第10話
***
「ママ、はっぱきれいね」
「そうだね。あれは何色かな?」
「あか!」
「正解。じゃあこっちは?」
「きいろ!」
「星来すごい! 全部正解だね」
頭をよしよしとすると、星来がニコリと微笑んだ。
残暑が遠のき、木々が赤や黄に染まり色鮮やかな世界が広がっている。空には青々と澄み渡った空が広がり、頬を冷たい風が通り過ぎていく。
日曜の早朝、まだ静まり返った公園に星来の声が響く。
日曜は仕事が休みだから、星来とゆっくり過ごすことができる。今日は散歩がてら、近所のパン屋さんに出かけた。
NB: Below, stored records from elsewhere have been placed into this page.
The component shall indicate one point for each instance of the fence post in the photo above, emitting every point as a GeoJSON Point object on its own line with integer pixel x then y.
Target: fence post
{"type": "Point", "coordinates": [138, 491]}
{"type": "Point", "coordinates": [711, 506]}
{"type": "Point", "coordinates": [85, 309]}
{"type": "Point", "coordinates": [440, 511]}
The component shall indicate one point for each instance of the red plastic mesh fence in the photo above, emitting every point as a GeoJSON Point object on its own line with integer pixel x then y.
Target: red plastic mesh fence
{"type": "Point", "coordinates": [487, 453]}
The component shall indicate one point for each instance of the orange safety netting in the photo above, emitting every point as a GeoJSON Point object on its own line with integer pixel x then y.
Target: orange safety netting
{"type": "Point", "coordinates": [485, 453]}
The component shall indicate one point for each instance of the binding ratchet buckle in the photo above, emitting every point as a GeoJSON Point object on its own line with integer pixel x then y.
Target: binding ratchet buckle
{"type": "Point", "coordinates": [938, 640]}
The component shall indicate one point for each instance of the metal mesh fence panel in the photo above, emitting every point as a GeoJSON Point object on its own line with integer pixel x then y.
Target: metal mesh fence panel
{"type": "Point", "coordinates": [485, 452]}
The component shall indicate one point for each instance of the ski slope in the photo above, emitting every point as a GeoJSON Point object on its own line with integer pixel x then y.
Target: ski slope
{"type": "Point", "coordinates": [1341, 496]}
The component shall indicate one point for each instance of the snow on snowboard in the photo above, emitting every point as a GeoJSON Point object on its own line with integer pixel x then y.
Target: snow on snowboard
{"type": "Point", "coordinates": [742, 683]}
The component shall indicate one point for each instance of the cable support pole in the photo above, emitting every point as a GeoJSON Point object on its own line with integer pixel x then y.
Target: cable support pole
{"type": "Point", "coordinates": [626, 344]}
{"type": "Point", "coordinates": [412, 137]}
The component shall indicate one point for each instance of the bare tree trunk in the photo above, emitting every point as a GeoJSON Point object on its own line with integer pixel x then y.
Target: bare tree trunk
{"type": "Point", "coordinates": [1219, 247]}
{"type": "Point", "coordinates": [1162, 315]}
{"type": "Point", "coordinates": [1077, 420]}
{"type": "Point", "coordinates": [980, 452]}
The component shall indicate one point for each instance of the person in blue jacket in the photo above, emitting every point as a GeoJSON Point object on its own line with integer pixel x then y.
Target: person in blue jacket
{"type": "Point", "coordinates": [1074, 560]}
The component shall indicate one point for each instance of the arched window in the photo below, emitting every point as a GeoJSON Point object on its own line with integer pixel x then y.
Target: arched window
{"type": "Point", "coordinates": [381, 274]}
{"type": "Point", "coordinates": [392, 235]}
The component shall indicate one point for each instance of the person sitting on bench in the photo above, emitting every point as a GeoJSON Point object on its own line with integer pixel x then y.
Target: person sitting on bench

その帰りに公園のベンチに座り、紅葉を見ながら朝食用に買ったパンを食べている最中だ。
「くるくるパン、おいしいね」
「星来、口にケチャップがついてるよ。ほら、こっちむいて」
ウエットティッシュを鞄から取り出し、星来の口元を拭くと星来がじっとこちらを見た。
「ママもついてる」
「え?」
「きいろいたまご。せらふきふき、しゅるね」
「優しいね」
星来も私の真似をし、私の口元にウエットティッシュを押し付けて、優しくふき取ってくれている。
「はい、とれましたよ」
「ありがとう」
「どういたまして」
こんな風に息子と過ごす時間が、嬉しくてたまらない。心が安らぐ瞬間だ。